Tuesday, March 30, 2010

an ever-so-slight trichotillomania

severely elevated | very elevated | moderately elevated | slightly elevated | HUNKY DORY! | slightly depressed | moderately depressed | deeply depressed | severe depressed || anx : 0| agit : 0

I just visited the blog of a trichotillomaniac, i.e., a person who has the habit of pulling out her hair (Normally I would place a link to a site that I cite, but I'm not sure she wouldn't mind, so I decided against it this time).

It's quite interesting - for me, at least - to read other people's musings on their own flavor of psychosis, especially those who have conditions similar to mine. Aside from the fact that I am amused by how another person's thoughts could mirror mine, I find it comforting that I am not alone. In this particular case, I am reminded of another little beastie in my menagerie.

Anyway, back to the blog I was talking about. I like how the lady described her condition on her home page: trichotillomania is often seen as an impulse control disorder, but what it actually is is a manifestation of obsessive-compulsive disorder. I take this in and tell myself that that makes perfect sense.

I had a season of a trichotillomania of sorts, when I was a teenager. It didn't get to the point where I was balding, but I did have a semi-bald spot at the top of my head; the spot wasn't so obvious if I parted my hair a certain way, but it was visible enough for people to point it out to me. I remember seeing that thinning patch in a photograph and thinking, "Omg, they're right.. oh no, I'm repulsive!".

The hair-pulling started when I was much younger and simply became more frequent in the teen years. What usually triggers it is a sense that all is not right, the kind of frustrated feeling I get when I touch my hair and notice that it isn't half as nice as I want it to be. For some subconscious reason, I projected my apprehensions onto my hair. Whenever my fingertips feltthe tiniest bit of deviation in my tresses - a slight kink, a misbehaved wave - I knew that pulling out the offending strand/s would make things better. But as natural hair goes, there were always deviant strands, and I always had several to uproot. I even had this sick satisfaction in seeing that I had uprooted a lot of evil hair - that somehow gave me a sense that all will now be better. I did it not because I wanted to, but because I had to. If I didn't, all will not be right.

It's not a problem of impulse control. It's an excessive itch to flatten out the feeling that all is not right.

Finally, one day, I had one of those artist fits and had my hair cropped really, really short - as in, one inch all over. I decided that I could go for a punk / nonconforming artist /modern woman look. Besides, I just got so sick of my stubborn hair, it was time to subjugate it. Keeping it that short had other benefits aside from the cool factor: it prevented me from doing any pulling, at the same time it made my hair appear thin all over so it kinda camouflaged the balding spot.
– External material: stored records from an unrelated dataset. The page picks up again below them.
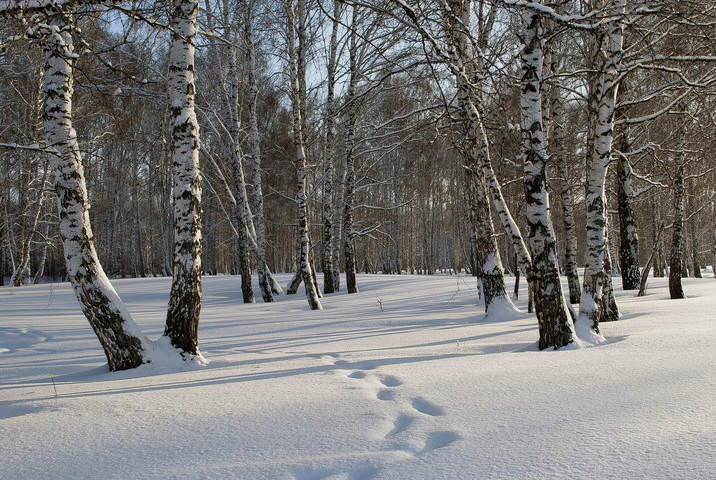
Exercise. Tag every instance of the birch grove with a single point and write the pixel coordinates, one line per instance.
(500, 139)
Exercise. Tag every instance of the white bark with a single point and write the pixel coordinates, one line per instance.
(555, 325)
(185, 298)
(298, 78)
(603, 90)
(123, 343)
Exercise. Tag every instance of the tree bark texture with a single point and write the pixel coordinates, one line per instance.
(298, 79)
(185, 298)
(349, 260)
(676, 290)
(329, 154)
(119, 336)
(628, 239)
(555, 324)
(254, 159)
(602, 98)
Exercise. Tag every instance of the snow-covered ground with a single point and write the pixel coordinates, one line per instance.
(405, 380)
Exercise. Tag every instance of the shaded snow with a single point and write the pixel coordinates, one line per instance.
(426, 388)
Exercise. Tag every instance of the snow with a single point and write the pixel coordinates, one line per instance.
(423, 388)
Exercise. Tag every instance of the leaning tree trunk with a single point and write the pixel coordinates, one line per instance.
(559, 157)
(185, 298)
(329, 175)
(349, 183)
(267, 283)
(241, 207)
(298, 79)
(713, 240)
(676, 290)
(602, 97)
(555, 325)
(489, 265)
(628, 239)
(610, 310)
(695, 265)
(123, 343)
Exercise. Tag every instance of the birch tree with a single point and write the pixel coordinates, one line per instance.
(296, 30)
(603, 88)
(556, 329)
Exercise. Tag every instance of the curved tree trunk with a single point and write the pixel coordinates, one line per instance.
(254, 157)
(602, 97)
(490, 274)
(185, 298)
(628, 239)
(123, 343)
(676, 290)
(297, 28)
(555, 324)
(610, 310)
(349, 183)
(329, 150)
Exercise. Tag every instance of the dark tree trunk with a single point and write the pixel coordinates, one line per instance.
(110, 320)
(555, 325)
(489, 265)
(676, 290)
(628, 239)
(182, 322)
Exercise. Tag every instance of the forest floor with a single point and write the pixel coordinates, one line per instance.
(405, 380)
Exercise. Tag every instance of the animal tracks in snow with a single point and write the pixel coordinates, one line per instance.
(427, 408)
(402, 432)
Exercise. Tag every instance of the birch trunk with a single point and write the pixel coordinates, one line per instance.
(329, 176)
(609, 304)
(555, 325)
(489, 269)
(488, 263)
(123, 343)
(298, 79)
(676, 290)
(628, 239)
(602, 98)
(267, 283)
(185, 298)
(559, 158)
(241, 207)
(349, 183)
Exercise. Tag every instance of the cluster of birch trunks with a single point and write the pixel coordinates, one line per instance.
(389, 124)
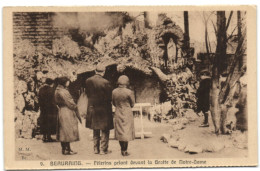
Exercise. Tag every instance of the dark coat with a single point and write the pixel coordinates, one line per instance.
(49, 110)
(203, 94)
(123, 100)
(99, 113)
(67, 120)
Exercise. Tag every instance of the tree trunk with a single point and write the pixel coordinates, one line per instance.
(239, 35)
(218, 117)
(186, 28)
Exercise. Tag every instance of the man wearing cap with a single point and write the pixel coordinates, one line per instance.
(203, 94)
(99, 112)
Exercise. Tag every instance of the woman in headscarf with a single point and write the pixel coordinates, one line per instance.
(67, 130)
(123, 100)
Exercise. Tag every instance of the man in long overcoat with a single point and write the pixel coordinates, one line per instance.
(99, 112)
(203, 95)
(49, 111)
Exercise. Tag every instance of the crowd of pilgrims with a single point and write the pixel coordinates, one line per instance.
(59, 114)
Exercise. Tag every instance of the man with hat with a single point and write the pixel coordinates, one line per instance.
(203, 95)
(99, 112)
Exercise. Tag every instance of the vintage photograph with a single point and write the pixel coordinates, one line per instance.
(130, 86)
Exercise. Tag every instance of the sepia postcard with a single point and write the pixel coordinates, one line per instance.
(129, 87)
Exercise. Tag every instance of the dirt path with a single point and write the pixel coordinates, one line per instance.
(148, 148)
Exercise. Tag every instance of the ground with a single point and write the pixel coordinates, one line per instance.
(148, 148)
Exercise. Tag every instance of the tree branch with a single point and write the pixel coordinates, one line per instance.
(229, 19)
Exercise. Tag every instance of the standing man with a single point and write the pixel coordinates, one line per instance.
(49, 111)
(99, 113)
(203, 95)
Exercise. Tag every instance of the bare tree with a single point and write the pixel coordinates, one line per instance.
(219, 96)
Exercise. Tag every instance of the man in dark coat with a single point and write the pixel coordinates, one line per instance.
(203, 95)
(99, 112)
(49, 111)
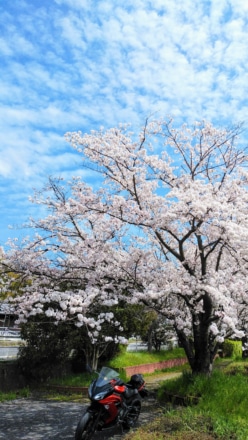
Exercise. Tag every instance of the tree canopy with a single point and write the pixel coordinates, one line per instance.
(168, 228)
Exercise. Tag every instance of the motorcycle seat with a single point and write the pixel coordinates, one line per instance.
(129, 392)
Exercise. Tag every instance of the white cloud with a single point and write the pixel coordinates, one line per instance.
(71, 65)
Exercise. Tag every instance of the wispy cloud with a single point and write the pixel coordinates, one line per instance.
(70, 65)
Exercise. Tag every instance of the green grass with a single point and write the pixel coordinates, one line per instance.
(12, 395)
(223, 401)
(130, 359)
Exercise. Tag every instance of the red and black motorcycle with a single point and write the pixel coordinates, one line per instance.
(113, 402)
I suppose that drastic haircut marked the decline of my version of trichotillomania. I haven't been pulling my hair that obsessively and that massively since.

I realize now that the hair-pulling was simply reincarnated into other OC behavior, such as compulsive tooth-brushing, obsessive hand-sanitizing, and so on (This is in addition to my still-consistent, from-childhood-and-never-went-away OCB's like lock-checking, cleaning, rubbing and so on).

I still engage in hair-pulling every now and then as an adult - in fact, I must admit that though I do not have an unattractive bald spot, I right now have a few ultrashort strands on my thickly-covered crown. I manage to stop the pulling by reminding myself of the patch of scalp I spotted in an old photograph of me. I tell myself that I wouldn't want to be a fat, ugly bald old lady.

I realize it has also helped if I set aside a budget for regular hair treatments - it teaches my tresses to more or less behave, and thus somewhat lessens the all is not right feeling. Still the best cure against my hair-pulling it is to not allow myself to be idle.